To get gene interaction network, we first downloaded the human protein interaction data (9606.protein.links.detailed.v9.0.txt.gz) from STRING (http://string-db.org/) database [14] and converted it into gene interaction network. STRING (The Search Tool for the Retrieval of Interacting Genes, v9.0) acting as a “one-stop shop”, provides integrated information of distinct types and sources of protein–protein association [14]. Several other resources that are currently being actively maintained are similar to STRING, such as: VisANT [28], GeneMANIA [29], N-Browse [30], I2D [31], APID [32] and ConsensusPathDB [33]. However, STRING is one of the very few sites to hold experimental, predicted and transferred interactions, together with interactions obtained through text mining. What’s more, the links are weighted in the database, which will help to identify the most important nodes of interest in the network.

The PPI in STRING database are weighted with eight feature scores ranging from 0 to 1000, including neighborhood, fusion, co-occurence, co-expression, experimental database, text-mining and combined score which is the comprehensive score generated by STRING [14]. Here we choose “combined score” as the final weight, and the higher the score is, the closer the relationship of the two proteins is. After getting the weighted PPI network, we converted it into corresponding gene interaction network. Specially, two genes were linked if the proteins they encode interact with each other in STRING database. If two genes are corresponding to several different proteins respectively, the weight of this gene interaction pair is the mean value of the weights of their related protein interactions. And if two proteins are encoded by the same gene, it would be linked to itself after converting protein to gene. This kind of relationship would next be discarded in the gene interaction network. Finally the weight of edges in the network were normalized to 0–1 through dividing the weight in the protein interaction network by 1000.

Obtain high-risk gene fusions of cancers

We downloaded gene fusions of cancers from ChiTaRS database (http://chitars-old.bioinfo.cnio.es/), which contains human cancer breakpoints. The breakpoints in ChiTaRS were extracted from the TICdb [4], dbCrid [5], ChimerDB 2.0 [6] and Mitelman [1] databases. ChiTaRS database stores totally 1892 human cancer breakpoints, which were screened out manually through inspecting more than 7000 articles [7]. We obtained all human cancer breakpoints and their corresponding phenotypes from ChiTaRS database Figure 4B. Furthermore, we use OMIM database to normalize disease names and removed duplicated fusion genes within a certain phenotype, as different breakpoints may lie in same genes. Afterwards, we discarded those fusions with one or both of its partner genes not appearing in the gene interaction network. Finally, we screened out the phenotypes that had at least two gene fusions. (See Supplemental Information)

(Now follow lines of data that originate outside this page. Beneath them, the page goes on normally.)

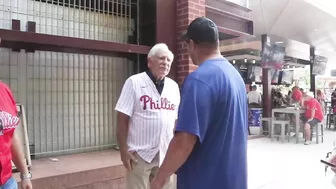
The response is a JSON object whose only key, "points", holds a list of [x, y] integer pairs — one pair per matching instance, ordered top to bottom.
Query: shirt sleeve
{"points": [[178, 96], [11, 98], [125, 102], [195, 109]]}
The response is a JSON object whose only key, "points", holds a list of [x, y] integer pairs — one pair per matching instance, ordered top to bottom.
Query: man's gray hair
{"points": [[160, 47]]}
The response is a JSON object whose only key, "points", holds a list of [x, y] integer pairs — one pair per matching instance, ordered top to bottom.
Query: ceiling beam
{"points": [[44, 42]]}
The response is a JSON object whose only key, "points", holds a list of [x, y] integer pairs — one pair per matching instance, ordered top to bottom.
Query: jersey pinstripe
{"points": [[152, 116]]}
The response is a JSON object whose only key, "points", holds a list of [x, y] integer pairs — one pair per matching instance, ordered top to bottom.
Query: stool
{"points": [[268, 121], [283, 125], [317, 133]]}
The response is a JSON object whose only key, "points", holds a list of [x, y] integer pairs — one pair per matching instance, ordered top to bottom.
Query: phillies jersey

The flow diagram of RWCFusion.

Figure 4: The flow diagram of RWCFusion. (A) candidate gene fusions. (B) high-risk gene fusions. (C) and (D). the process of coring by RWCfusion. The nodes with rectangle shape represent partner genes of candidate gene fusions predicted by TopHat-Fusion, and the color of them reflect their scores by RWR: gray represent initial scores 0 and different level of red color reflects scores after RWR, the deeper the red color is, the higher RWR score it has. The nodes with circle shape represent partner genes of previously known high-risk gene fusions. The red color represent their initial score 1 before RWR. The straight line between two nodes (B, D) indicate that they are known or predicted to be fused.

Given the fact that human cancer fusion events in ChiTaRS database were confirmed [7] as described before, we defined fusion pairs recorded in ChiTaRS database as “high-risk” human cancers gene fusions.

RNA-Seq data

We analyzed the RNA-seq data from breast cancer, which contained seven samples related to 4 breast cancer and 1 normal cell lines. And the accession number of the breast cancer pair-end RNA-seq data is SRP003186 in SRA database. The samples in the data are one normal sample and 6 breast cancer sample related to 4 cell lines, including SK-BR-3, BT-474, MCF-7 and KPL-4. There were two biological replicates for BT-474 and SK-BR-3 each, of which the length of library fragments is 100 bp and 200 bp respectively.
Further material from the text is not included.